2016 Berkshire Hathaway Annual Meeting
Lessons from this meeting:
- Embrace Experimentation & Learn from Mistakes
- Try new approaches (e.g., online insurance portals) knowing some will fail but valuable lessons will follow.
- Keep iterating over decades—today’s “mistakes” often seed tomorrow’s breakthroughs.
- Prioritize Culture & Long Tenure
- A strong, consistent culture attracts and retains managers who “love their jobs,” minimizing costly turnover.
- Entrench values through aligned boards, investors, and managers rather than relying on titles or formal committees.
- Focus on Microeconomics, Not Macro Forecasts
- Study the detailed economics of individual businesses—unit costs, customer behavior, competitive positioning.
- Ignore “macro” noise; emphasize the specific drivers of cash flow within the companies you own.
- Value Trustworthy, Owner-Oriented Managers
- Seek leaders whose incentives (ownership stakes, compensation plans) align with shareholders’—and whose character you can trust.
- Negotiate swiftly and in good faith, avoiding drawn-out, zero-sum haggling that tests relationships.
- Keep Incentives Simple and Aligned
- Tie bonuses to just a few clear metrics (e.g., GEICO’s growth in policies-in-force + profit on seasoned business).
- Avoid one-size-fits-all schemes; design bespoke plans that reward precisely the behaviors you want.
- Be Patient but Opportunistic with Cash (Float)

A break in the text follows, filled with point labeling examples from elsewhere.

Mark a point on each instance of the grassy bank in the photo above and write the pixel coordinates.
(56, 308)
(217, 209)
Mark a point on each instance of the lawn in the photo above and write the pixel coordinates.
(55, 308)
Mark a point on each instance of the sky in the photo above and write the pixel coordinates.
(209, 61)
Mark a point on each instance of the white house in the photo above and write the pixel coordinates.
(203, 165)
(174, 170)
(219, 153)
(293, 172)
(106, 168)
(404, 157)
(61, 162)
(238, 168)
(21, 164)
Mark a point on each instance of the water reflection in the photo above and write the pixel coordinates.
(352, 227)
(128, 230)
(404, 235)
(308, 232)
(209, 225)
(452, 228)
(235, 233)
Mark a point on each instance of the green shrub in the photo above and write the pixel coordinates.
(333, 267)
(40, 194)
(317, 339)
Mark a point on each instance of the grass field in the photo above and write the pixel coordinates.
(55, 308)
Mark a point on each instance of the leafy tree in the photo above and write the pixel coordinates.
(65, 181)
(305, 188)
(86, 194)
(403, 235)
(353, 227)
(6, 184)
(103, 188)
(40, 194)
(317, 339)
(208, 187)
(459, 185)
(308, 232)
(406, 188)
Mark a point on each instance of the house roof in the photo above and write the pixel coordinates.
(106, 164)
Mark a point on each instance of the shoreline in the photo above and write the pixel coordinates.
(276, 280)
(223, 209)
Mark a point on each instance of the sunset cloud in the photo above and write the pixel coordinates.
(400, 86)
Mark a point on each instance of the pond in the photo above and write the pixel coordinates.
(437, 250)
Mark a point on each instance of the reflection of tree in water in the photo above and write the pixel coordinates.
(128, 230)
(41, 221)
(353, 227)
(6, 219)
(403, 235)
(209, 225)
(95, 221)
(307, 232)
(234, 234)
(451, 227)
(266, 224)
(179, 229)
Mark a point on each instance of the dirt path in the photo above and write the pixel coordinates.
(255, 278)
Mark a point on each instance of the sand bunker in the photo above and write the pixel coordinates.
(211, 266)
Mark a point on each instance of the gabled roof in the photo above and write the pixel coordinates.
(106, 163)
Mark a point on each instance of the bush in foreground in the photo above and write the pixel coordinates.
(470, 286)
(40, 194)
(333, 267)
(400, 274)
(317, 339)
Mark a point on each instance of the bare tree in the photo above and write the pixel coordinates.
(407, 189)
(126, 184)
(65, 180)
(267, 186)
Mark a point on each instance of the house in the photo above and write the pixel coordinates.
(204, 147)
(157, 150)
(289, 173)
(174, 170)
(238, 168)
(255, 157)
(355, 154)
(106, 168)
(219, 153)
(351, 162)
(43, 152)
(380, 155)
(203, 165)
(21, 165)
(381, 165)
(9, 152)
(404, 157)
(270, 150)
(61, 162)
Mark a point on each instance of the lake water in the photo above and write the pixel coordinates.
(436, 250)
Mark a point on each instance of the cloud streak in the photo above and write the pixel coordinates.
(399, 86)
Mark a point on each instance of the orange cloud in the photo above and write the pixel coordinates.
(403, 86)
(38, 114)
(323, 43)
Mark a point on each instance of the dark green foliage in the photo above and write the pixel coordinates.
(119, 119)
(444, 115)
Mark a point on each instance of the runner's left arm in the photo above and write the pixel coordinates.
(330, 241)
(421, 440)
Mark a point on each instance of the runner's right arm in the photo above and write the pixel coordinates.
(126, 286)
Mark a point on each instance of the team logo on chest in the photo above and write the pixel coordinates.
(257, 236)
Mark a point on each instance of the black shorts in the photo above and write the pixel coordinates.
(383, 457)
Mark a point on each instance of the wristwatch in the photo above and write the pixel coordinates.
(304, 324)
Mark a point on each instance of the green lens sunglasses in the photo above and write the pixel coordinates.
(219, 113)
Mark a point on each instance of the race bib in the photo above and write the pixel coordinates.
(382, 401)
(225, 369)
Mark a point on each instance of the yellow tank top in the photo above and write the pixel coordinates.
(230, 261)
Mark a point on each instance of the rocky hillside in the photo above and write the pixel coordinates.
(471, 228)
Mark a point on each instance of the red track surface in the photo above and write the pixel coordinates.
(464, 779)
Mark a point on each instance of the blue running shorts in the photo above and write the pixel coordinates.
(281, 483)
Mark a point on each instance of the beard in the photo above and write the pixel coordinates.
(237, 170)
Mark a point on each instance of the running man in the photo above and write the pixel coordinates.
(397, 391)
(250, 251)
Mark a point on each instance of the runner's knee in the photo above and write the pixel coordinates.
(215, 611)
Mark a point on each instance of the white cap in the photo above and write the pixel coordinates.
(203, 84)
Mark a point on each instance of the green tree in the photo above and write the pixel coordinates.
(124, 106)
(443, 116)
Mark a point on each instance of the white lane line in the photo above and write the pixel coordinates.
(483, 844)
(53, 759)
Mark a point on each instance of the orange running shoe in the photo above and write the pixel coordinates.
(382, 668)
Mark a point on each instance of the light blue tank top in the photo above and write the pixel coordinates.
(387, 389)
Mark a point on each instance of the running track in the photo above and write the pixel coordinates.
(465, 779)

- Treat underwriting float as a long-duration option—willing to “pay a little now” (underwrite at a small loss) to control large sums.

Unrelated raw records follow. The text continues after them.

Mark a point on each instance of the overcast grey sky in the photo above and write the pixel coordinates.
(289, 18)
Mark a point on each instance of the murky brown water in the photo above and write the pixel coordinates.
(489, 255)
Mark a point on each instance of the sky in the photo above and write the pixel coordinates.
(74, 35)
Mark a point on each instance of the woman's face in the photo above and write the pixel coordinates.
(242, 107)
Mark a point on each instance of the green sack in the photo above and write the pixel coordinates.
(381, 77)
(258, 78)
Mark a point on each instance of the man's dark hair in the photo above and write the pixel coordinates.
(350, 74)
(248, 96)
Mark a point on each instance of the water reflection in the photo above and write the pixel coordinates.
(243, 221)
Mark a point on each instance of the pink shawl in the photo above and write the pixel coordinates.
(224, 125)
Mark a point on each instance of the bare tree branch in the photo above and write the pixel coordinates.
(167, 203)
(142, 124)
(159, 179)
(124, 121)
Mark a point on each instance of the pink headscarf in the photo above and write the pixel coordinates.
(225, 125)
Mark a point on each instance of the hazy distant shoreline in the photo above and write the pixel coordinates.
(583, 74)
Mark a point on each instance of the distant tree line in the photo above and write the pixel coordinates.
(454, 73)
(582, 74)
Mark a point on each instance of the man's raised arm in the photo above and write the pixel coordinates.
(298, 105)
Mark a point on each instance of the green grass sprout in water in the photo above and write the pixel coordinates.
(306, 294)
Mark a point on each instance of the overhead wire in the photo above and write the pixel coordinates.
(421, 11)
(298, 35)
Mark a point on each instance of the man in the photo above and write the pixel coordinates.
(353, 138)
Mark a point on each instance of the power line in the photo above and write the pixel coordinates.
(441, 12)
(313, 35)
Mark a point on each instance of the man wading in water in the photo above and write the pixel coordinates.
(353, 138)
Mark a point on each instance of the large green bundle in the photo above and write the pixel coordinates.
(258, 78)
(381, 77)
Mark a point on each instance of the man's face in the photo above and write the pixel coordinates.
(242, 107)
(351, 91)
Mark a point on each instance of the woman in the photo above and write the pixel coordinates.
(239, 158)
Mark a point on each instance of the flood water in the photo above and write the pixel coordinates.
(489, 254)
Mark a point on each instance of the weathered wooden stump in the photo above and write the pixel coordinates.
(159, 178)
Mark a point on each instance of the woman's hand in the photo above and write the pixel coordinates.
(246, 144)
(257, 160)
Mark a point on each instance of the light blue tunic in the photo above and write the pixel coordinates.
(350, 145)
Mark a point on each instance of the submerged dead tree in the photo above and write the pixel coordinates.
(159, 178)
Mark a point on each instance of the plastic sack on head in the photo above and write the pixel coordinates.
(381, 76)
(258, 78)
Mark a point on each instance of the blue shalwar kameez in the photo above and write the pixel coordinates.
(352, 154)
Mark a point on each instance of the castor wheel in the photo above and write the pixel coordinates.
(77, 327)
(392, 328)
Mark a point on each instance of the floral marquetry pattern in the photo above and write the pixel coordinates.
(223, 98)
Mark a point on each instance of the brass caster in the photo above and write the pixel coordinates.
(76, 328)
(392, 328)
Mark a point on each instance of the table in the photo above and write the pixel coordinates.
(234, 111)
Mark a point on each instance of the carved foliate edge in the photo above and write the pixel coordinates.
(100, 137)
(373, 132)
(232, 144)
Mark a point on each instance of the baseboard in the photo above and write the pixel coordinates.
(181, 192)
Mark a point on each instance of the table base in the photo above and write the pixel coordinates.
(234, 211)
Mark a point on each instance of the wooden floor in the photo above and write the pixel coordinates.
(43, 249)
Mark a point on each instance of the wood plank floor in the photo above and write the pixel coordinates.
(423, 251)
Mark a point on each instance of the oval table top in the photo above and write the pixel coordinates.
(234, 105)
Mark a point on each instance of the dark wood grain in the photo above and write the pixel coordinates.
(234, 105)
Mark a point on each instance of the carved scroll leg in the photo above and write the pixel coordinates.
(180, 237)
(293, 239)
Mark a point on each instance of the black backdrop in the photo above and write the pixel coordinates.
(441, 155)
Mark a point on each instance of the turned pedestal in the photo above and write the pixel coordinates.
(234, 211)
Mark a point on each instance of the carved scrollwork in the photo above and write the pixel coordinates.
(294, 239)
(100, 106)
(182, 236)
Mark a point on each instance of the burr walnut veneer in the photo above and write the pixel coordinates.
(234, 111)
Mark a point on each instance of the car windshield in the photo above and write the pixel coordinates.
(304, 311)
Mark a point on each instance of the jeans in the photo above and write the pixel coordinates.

- In low-rate environments, stay ready to deploy cash into infrequent but high-return opportunities.
- Maintain a Margin of Safety in Valuations
- Never pay up just because interest rates are low; stick to prices that justify future returns even if financing is “cheap.”
- Don’t let the lure of near-zero rates seduce you into overpaying for “sure things.”

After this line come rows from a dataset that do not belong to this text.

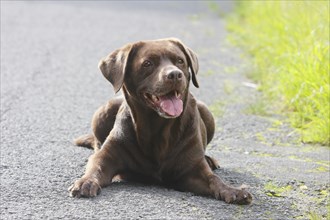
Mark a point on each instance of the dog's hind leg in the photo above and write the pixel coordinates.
(213, 163)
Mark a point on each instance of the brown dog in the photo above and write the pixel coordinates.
(158, 131)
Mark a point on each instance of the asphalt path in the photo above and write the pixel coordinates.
(50, 87)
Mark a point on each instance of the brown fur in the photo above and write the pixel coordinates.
(134, 139)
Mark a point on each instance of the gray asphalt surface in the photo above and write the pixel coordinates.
(50, 87)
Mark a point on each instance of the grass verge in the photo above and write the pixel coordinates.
(289, 44)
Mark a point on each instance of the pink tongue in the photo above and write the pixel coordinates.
(171, 105)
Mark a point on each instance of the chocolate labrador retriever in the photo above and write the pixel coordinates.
(158, 131)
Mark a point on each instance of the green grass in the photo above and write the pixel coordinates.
(289, 45)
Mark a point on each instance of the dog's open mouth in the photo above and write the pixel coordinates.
(167, 106)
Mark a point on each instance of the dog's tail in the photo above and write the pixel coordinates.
(87, 140)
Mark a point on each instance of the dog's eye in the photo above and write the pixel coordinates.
(146, 63)
(180, 61)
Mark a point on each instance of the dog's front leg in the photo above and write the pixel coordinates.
(101, 168)
(203, 181)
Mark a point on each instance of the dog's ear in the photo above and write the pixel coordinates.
(191, 58)
(113, 66)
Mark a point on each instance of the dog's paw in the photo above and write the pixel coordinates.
(235, 196)
(85, 187)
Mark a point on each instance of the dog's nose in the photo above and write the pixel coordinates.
(174, 75)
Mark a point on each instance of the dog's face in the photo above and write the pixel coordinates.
(155, 73)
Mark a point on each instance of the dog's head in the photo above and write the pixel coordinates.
(155, 73)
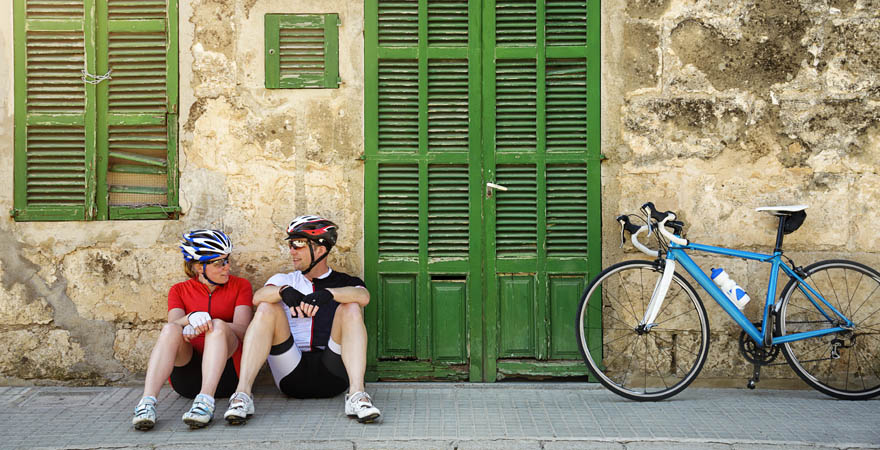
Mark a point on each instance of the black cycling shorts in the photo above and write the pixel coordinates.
(319, 374)
(187, 380)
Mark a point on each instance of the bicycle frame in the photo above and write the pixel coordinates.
(677, 253)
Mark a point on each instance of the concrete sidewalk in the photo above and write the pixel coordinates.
(451, 416)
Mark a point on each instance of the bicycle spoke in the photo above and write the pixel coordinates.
(846, 286)
(652, 365)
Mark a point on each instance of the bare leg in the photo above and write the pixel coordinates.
(268, 327)
(220, 344)
(170, 350)
(351, 334)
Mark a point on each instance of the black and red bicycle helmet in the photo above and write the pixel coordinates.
(316, 229)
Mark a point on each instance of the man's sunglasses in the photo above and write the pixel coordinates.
(297, 243)
(220, 262)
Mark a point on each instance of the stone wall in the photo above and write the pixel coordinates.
(83, 302)
(710, 108)
(713, 108)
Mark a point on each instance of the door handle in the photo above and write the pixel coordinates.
(492, 186)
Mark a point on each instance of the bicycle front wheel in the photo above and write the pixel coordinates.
(633, 361)
(846, 364)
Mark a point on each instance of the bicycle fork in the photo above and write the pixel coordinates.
(657, 297)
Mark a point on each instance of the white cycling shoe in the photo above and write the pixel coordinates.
(361, 405)
(144, 414)
(201, 412)
(241, 406)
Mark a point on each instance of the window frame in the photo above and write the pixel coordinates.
(274, 23)
(95, 26)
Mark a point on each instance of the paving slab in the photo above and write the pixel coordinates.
(506, 415)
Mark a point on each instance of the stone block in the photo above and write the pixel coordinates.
(132, 346)
(39, 353)
(121, 285)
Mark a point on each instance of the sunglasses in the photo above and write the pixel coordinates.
(297, 243)
(220, 262)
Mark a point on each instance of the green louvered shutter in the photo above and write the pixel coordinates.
(536, 80)
(471, 280)
(137, 177)
(54, 111)
(96, 118)
(421, 154)
(302, 51)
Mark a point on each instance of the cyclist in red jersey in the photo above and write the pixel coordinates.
(199, 349)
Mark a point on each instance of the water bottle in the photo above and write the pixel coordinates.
(735, 293)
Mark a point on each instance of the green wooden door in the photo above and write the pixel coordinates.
(469, 282)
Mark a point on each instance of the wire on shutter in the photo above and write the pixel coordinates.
(448, 23)
(448, 211)
(567, 210)
(137, 148)
(516, 211)
(54, 9)
(516, 106)
(398, 210)
(398, 105)
(448, 105)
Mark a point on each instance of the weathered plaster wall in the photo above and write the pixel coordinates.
(713, 108)
(710, 108)
(83, 302)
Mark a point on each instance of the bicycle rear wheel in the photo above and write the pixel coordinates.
(633, 362)
(846, 364)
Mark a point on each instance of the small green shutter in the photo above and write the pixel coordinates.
(302, 51)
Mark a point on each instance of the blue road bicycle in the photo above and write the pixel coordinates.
(643, 331)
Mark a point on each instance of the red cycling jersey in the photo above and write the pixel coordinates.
(191, 295)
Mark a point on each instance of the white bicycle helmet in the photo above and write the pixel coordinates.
(205, 245)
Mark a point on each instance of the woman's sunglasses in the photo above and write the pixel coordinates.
(218, 263)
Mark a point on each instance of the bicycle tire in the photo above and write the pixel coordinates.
(854, 290)
(648, 365)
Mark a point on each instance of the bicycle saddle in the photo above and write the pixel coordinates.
(782, 210)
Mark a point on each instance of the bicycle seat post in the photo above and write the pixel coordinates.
(780, 232)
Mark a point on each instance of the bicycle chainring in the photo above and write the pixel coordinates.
(754, 353)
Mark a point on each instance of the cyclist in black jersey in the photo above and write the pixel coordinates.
(309, 324)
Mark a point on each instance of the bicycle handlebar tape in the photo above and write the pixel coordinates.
(627, 225)
(657, 215)
(291, 297)
(320, 298)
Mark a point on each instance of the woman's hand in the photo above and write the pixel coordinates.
(188, 333)
(200, 321)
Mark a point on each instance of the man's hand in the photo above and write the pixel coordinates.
(313, 302)
(290, 296)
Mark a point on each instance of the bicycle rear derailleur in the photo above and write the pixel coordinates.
(757, 355)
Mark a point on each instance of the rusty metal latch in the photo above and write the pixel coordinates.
(492, 186)
(95, 79)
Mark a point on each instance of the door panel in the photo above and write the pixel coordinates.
(536, 119)
(475, 283)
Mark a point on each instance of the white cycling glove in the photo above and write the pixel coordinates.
(198, 318)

- Don’t Inflate Reported Earnings
- Resist the temptation to carve out “one-time” charges or adjust every metric; transparent, conservatively stated results build trust.
- Remember that aggressive depreciation or amortization can understate true economics—be clear about your accounting’s quirks.
- Avoid Over-Engineering Due Diligence
- Checklist diligence (leases, patents, contracts) rarely catches the real risk: future industry economics and manager integrity.
- Trust your business judgment and pattern recognition—deep dives only where they truly matter.
- Think in Generational Timeframes
- Aim to add to normalized earnings per share every year; small, consistent gains compound into huge value.
- Beware of size as an “enemy of performance”—focus on the best opportunities, not just “deploying” capital.